Today's hardware hasn’t entirely caught up to the rapid shift in resources that AI trailblazers demand, though. Thin and light x86-powered "AI PCs” largely constitute familiar x86 CPUs with lightweight GPUs and some type of NPU bolted on to accelerate machine learning features like background blur and replacement. These systems rarely come with more than 32GB of RAM, and their relatively anemic integrated GPUs aren’t going to churn through inference at the rates enthusiasts and developers expect.
Gaming GPUs bring much more raw compute power to the table, but they still aren't well-suited to running more demanding local models, especially large language models. Even the RTX 5090 "only" has 32GB of memory on board, and it’s trivial to exhaust that pool with cutting-edge LLMs. Getting the model into RAM is just part of the problem, too. As conversations lengthen and context lengths grow, the pressure on VRAM only increases.

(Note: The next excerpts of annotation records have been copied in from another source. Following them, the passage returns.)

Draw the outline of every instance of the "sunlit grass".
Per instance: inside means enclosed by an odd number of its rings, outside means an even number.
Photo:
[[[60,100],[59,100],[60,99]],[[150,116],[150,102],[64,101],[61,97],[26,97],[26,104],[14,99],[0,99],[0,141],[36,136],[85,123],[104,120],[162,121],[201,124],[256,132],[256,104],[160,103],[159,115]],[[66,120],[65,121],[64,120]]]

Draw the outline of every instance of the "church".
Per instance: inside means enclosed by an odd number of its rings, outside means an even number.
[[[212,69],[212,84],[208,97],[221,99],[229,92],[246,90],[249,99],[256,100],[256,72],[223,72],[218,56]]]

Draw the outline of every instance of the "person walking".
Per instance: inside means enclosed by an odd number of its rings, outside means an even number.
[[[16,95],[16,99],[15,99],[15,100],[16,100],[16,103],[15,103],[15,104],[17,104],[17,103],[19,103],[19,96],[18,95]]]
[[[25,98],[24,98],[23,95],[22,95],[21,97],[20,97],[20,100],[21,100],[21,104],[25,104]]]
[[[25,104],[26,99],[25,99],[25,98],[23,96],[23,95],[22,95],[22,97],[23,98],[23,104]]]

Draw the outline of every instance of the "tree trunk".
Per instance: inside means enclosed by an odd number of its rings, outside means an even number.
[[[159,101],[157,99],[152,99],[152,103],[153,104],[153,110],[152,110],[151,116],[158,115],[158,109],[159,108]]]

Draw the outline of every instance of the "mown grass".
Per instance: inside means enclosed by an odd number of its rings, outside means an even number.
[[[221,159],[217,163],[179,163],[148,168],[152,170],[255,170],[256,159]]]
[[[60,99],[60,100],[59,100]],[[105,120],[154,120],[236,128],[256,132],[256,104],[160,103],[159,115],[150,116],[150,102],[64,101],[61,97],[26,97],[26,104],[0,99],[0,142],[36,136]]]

If you want to get more VRAM on a discrete GPU to hold larger AI models, or more of them at once, you're looking at professional products like an $8500+ RTX Pro 6000 Blackwell and its 96GB of GDDR7 (or two, or three, or four). And that’s not even counting the cost of the exotic host system you’ll need for such a setup. (Can I interest you in a Tinybox for $60K?)
The hunger for RAM extends to other common AI development tasks, like fine-tuning an already trained AI model for better performance on domain-specific data or quantizing an existing model to reduce its resource footprint for less powerful systems.
In the face of this endless hunger for RAM, systems with large pools of unified memory have become attractive platforms for those looking to explore the frontiers of local AI. Apple paved the way with its M-series SoCs, which in their latest and greatest forms pair as much as 512GB of LPDDR5 and copious memory bandwidth with powerful GPUs.
And AMD’s Ryzen AI Max+ 395 (aka Strix Halo) platform has found a niche as a somewhat affordable way to get 128GB of RAM alongside a relatively powerful GPU for local LLM tinkering.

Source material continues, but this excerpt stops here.